Patients with type 2 diabetes (T2D) are threatened by excessive cardiovascular morbidity and mortality. While accelerated arterial stiffening may represent a critical mechanistic factor driving cardiovascular risk in T2D, specific therapies to contain the underlying diabetic arterial remodeling have been elusive. The present translational study investigates the role of microRNA-29b (miR-29b) as a driver and therapeutic target of diabetic aortic remodeling and stiffening.
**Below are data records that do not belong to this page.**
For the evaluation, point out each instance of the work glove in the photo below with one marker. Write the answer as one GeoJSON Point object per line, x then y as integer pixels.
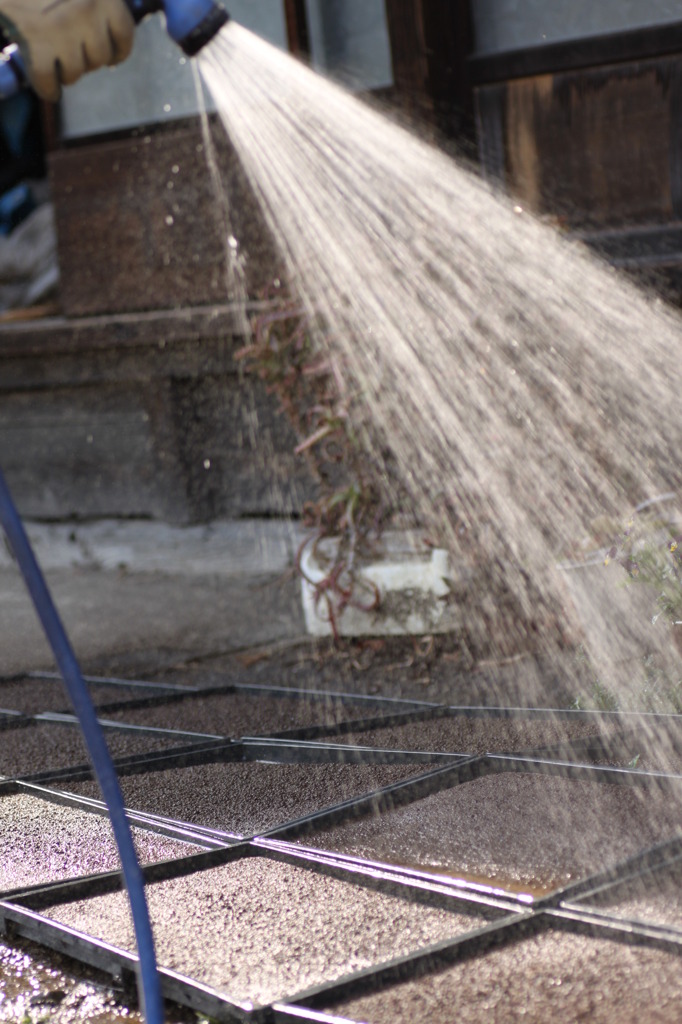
{"type": "Point", "coordinates": [62, 39]}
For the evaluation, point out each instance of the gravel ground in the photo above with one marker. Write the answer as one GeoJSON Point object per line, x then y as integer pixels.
{"type": "Point", "coordinates": [259, 930]}
{"type": "Point", "coordinates": [554, 977]}
{"type": "Point", "coordinates": [652, 899]}
{"type": "Point", "coordinates": [44, 842]}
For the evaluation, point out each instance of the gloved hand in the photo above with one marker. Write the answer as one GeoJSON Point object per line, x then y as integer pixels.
{"type": "Point", "coordinates": [62, 39]}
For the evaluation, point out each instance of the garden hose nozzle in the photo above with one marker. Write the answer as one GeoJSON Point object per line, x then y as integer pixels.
{"type": "Point", "coordinates": [12, 72]}
{"type": "Point", "coordinates": [190, 24]}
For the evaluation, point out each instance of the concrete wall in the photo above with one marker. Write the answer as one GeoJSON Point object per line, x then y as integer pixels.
{"type": "Point", "coordinates": [157, 83]}
{"type": "Point", "coordinates": [509, 25]}
{"type": "Point", "coordinates": [349, 39]}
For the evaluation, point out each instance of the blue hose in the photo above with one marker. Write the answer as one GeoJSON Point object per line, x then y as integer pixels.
{"type": "Point", "coordinates": [148, 983]}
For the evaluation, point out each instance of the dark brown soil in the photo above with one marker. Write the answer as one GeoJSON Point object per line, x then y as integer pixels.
{"type": "Point", "coordinates": [32, 696]}
{"type": "Point", "coordinates": [236, 715]}
{"type": "Point", "coordinates": [463, 734]}
{"type": "Point", "coordinates": [249, 798]}
{"type": "Point", "coordinates": [44, 745]}
{"type": "Point", "coordinates": [533, 830]}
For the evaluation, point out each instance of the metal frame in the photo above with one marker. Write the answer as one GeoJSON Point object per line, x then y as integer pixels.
{"type": "Point", "coordinates": [506, 916]}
Using a murine model (db/db mice), as well as human aortic tissue samples, we find that diabetic aortic remodeling and stiffening is associated with medial fibrosis, as well as fragmentation of aortic elastic layers. miR-29b is significantly downregulated in T2D and miR-29b repression is sufficient to induce both aortic medial fibrosis and elastin breakdown through upregulation of its direct target genes COL1A1 and MMP2 thereby increasing aortic stiffness. Moreover, antioxidant treatment restores aortic miR-29b levels and counteracts diabetic aortic remodeling. Concluding, we identify miR-29b as a comprehensive-and therefore powerful-regulator of aortic remodeling and stiffening in T2D that moreover qualifies as a (redox-sensitive) target for therapeutic intervention.